It is not always easy to be physically active at home. Our sports coach Julie Ferrez reveals three quick and easy exercises to perform to work your biceps, triceps and pectorals.
We know that sports halls will remain closed until January 20. However, there is no question of stopping all physical activity! And for good reason: the two confinements favored a sedentary lifestyle, it is therefore essential to move again to take care of your health.
The easiest alternative when it comes to saving time and money? Sport at home. And let those who don’t have a lot of free time rest assured: you don’t have to put in long hours every week to get results. The secret ? Regularity, but also very specific exercises.
While polyarticular work is essential to exercise all of your muscles in a balanced way, it is also possible to emphasize certain areas. Among the parts of the body that some want to refine and sculpt, we find the buttocks. Squats, lunges, pelvic raises … There are many movements that allow you to focus on this area.
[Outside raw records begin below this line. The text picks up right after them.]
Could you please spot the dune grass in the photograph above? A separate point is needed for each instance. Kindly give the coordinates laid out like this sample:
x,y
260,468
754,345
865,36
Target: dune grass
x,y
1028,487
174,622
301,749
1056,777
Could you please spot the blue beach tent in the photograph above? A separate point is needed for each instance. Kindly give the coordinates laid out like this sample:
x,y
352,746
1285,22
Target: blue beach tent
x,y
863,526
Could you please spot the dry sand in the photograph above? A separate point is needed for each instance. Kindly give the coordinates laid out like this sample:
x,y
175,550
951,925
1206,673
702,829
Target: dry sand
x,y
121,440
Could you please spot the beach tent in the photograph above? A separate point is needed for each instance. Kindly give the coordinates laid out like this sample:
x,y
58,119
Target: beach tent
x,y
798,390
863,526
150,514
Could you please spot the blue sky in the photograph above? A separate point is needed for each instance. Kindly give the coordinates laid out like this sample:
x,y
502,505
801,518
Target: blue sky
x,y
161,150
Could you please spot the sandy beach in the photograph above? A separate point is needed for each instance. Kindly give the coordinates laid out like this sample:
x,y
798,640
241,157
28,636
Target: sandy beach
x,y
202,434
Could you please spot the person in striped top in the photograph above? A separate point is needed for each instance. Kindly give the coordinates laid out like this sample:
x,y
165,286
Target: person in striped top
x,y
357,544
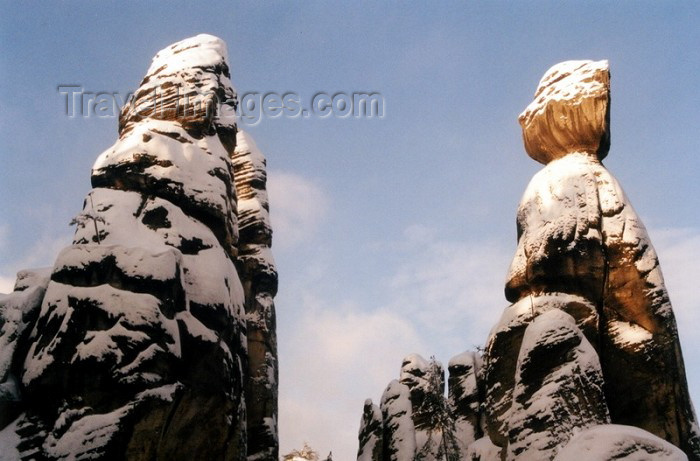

Our sports coach Julie Ferrez reveals 3 exercises to achieve this simply and efficiently. These exercises have a significant advantage: they do not require equipment and can easily be done at home. So many good reasons to get started!
3 simple and effective exercises to refine your glutes
- Exercice 1
Position yourself upright with your feet together. Step back one leg, lift the heel and bend both legs so that you descend into a 90 ° lunge. You can put your hands on the waist or position your arms in front of you for balance. Lean forward and lift the back leg off, keeping the supporting leg flexed. Then come back into a lunge while inhaling. The exhalation is done when you lift the back leg. Perform this exercise 10 to 20 times.
- Exercice 2
This exercise is borrowed from Olympic taekwondo champions, who use it to work on their footwork. To do this, stay upright, spread one leg then the other, before tightening your legs one after the other. The goal is to repeat these movements while moving forward and backward. All of this as quickly as possible and without ever putting your heels on the ground.
- Exercice 3
Still standing, feet tight, stomach tucked in and hands on waist. Cross one leg from behind and then bend both of your legs as if you were doing a curtsy. Step up and lift your back leg while spreading your arms for balance. Do the same with the other leg and do 10-20 repetitions of this exercise on each side.
You can repeat this special glutes circuit several times depending on your level. Ideal for getting results, according to Julie Ferrez? Take the time to do these exercises three times a week, but also eat healthy.